Ahh, French comfort food. This was our first visit and won't be our last.
Yesterday we had an early dinner at Bistro d'Oc, after attending a matinee at the Shakespeare Theatre and paying a brief visit to the recently re-opened American Art Museum/National Portrait Gallery.
Madame: mesclun lettuces w/ a subtle mustard dressing, followed by the roasted chicken w/ black truffle sauce and truffled potatoes. I'm afraid that my own roasted chicken will henceforth suffer in comparison, and deservedly so. The chicken was moist, its skin golden brown, and the sauce deeply flavorful.
Moi: salad of fresh anchovies, which had a nice balance of fishy and, from the marinade, citrus flavors, with roasted peppers and mesclun lettuces. I could eat this nearly every summer day. Main was a special of braised beef short ribs in an intense red wine/stock reduction, with portobello 'shrooms, savoy cabbage, and a potato "cake" enriched with cream and sweet with onions. Every flavor note was perfect pitch.
Service was friendly and attentive (endearing, really), without being intrusive. I don't know anything about Languedoc wines (OK, I don't know much about wine at all. Of Chianti, northern California/Oregon/Washington Pinots, Bourgogne Rouge, and Cote du Rhone, I know a little, but outside those regions I'm lost). So I asked for a recommendation from the list of Languedoc reds and was rewarded with a very nice bottle from Minervois, for $36, which provided a satisfying complement to our mains.

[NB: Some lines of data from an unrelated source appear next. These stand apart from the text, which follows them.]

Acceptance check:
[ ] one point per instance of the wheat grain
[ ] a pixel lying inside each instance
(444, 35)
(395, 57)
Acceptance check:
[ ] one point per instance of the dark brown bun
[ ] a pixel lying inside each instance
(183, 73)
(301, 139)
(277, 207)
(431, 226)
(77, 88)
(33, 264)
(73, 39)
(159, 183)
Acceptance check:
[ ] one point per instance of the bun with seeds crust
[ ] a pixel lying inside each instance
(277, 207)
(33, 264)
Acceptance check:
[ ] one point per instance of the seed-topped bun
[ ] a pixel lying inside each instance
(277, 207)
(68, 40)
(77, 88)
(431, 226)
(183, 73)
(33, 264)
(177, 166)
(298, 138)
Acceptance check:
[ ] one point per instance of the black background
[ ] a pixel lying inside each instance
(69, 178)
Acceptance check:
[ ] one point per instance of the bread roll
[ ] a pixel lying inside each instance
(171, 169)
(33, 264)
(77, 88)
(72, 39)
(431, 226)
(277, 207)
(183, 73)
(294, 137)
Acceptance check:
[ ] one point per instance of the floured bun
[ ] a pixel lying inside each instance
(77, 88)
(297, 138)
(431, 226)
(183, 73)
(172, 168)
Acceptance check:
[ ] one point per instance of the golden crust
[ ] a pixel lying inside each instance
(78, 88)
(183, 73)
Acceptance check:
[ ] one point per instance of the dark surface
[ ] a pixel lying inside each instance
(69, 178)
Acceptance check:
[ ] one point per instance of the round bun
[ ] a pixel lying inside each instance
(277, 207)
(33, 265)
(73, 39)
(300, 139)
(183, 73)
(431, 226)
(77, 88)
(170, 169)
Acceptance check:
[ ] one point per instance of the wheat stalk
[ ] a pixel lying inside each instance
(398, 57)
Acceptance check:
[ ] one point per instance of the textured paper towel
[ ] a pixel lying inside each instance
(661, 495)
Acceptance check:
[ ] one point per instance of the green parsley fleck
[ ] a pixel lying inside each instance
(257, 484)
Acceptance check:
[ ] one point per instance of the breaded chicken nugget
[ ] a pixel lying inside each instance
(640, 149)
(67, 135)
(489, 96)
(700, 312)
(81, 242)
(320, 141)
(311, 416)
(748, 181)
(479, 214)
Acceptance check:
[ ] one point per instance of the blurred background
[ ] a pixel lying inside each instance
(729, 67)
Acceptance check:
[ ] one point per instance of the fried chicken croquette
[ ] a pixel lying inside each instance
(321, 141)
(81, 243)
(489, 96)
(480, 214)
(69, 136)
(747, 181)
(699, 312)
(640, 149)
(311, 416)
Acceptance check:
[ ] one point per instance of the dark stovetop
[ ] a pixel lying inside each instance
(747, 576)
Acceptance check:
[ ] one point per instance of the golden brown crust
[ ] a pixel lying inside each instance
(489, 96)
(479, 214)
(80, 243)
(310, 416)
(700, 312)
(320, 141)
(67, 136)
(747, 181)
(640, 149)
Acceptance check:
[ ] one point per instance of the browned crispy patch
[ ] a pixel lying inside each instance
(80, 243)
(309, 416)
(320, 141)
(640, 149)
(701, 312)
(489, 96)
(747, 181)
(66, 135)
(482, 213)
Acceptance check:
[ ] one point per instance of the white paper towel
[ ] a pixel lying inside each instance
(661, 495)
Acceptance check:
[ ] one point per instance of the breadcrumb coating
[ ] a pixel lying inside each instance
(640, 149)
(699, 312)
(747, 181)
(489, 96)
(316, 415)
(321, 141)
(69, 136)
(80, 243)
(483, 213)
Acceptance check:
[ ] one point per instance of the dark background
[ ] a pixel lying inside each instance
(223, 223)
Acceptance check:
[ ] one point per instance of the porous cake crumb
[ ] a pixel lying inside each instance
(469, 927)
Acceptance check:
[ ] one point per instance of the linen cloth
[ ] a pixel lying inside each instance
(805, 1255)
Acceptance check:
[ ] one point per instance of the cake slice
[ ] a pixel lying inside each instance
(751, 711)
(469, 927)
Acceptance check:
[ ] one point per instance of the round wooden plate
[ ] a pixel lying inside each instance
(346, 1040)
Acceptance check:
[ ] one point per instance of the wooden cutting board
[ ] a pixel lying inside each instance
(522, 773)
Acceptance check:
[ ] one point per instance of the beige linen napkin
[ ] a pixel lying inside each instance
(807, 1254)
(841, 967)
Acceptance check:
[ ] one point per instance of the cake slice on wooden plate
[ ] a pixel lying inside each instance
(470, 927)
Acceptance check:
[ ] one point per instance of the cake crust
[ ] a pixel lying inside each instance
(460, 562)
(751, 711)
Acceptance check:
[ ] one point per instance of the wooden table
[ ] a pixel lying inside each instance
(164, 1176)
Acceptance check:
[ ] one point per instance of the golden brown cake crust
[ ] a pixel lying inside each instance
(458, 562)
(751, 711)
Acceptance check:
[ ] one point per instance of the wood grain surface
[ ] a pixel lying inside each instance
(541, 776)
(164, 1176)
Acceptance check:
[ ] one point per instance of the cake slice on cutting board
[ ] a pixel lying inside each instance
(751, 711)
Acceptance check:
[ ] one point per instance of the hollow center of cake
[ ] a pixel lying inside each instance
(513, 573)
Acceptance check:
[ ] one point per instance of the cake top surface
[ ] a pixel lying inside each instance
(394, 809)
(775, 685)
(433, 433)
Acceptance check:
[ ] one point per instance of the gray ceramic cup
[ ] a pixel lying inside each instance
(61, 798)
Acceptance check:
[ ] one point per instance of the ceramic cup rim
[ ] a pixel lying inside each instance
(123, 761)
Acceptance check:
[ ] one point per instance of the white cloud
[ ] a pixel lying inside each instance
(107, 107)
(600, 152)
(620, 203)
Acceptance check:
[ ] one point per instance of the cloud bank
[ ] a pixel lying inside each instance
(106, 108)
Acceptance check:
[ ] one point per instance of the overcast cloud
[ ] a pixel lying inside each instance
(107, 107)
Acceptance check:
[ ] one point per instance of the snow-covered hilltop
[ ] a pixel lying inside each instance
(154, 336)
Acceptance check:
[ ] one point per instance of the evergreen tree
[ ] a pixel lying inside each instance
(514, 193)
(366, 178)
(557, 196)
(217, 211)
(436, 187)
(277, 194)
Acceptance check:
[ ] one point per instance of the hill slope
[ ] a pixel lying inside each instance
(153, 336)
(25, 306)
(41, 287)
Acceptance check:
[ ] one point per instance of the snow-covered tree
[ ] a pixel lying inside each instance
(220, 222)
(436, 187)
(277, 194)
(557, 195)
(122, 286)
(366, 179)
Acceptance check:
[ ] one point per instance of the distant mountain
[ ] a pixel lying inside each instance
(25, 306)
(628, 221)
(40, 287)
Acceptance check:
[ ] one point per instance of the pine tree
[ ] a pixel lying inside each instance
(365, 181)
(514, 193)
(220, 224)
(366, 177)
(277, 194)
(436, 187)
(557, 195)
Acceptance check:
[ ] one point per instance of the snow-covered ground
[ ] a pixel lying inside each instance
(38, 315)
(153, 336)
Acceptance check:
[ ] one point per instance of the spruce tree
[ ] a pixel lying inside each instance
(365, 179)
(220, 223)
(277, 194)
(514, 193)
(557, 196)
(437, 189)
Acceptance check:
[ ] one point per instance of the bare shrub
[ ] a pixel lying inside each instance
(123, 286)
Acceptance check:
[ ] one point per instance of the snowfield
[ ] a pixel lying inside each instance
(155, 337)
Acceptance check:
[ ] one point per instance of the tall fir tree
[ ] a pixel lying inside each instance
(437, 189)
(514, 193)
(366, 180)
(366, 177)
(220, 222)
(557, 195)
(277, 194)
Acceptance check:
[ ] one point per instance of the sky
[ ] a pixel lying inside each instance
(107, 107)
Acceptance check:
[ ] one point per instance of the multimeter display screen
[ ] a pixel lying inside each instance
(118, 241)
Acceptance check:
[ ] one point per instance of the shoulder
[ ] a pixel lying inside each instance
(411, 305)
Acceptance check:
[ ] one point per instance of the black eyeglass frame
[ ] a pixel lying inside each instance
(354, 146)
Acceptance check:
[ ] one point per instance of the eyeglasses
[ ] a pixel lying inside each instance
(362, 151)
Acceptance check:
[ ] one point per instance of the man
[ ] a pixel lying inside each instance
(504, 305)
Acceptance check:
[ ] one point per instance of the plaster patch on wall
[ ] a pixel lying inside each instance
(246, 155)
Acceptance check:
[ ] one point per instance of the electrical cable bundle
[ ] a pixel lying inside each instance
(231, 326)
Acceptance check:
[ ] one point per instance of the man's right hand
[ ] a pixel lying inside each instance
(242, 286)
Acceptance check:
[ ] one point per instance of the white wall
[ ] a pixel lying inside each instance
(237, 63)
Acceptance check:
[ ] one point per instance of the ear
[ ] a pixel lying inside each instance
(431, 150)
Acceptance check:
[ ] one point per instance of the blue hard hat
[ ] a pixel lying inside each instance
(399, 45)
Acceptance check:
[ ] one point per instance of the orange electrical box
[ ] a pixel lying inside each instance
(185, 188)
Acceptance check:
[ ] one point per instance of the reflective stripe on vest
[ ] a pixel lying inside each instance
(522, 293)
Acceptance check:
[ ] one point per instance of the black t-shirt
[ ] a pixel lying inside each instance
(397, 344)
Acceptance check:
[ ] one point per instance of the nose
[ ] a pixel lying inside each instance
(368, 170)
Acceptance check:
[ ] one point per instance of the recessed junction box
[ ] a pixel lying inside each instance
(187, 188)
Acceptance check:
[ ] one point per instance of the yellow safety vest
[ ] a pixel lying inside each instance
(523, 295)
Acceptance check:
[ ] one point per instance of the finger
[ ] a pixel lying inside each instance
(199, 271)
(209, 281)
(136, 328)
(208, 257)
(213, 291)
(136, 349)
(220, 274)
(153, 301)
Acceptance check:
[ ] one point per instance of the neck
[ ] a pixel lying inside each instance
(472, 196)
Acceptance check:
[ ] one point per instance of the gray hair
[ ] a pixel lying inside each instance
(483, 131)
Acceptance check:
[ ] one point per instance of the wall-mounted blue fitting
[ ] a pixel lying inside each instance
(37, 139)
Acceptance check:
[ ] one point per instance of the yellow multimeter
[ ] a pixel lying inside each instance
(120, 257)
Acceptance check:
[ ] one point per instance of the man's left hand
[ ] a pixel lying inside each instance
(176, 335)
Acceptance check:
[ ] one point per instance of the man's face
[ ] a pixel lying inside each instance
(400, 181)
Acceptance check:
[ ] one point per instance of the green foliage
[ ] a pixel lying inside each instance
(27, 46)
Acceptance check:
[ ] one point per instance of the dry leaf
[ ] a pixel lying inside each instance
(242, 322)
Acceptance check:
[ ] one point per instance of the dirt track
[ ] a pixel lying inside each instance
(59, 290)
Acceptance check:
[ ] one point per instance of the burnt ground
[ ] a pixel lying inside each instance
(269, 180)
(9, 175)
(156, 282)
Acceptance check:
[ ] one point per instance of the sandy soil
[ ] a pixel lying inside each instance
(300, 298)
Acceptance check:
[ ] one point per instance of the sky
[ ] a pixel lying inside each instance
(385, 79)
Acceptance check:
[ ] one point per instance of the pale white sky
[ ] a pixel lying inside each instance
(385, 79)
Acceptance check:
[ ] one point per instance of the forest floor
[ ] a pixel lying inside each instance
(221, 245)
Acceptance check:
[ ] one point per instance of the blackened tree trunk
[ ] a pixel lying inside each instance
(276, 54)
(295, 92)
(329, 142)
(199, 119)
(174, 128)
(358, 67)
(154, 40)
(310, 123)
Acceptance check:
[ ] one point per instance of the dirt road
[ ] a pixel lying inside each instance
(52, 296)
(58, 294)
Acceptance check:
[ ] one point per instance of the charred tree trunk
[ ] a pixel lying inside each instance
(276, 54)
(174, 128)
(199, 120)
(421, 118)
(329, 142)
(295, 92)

Damage was $120, with coffee for madame and cognac for me.
Tourist, overheard at the host station: "We ate here our first night and we're back on our last night because this is the best place we've been."
The interior is dumpy but, as noted above, if good food and service are what you're after, then skip the lines at the fashionable boites in the quartier du Penn, and please visit d'Oc -- they need and deserve your patronage.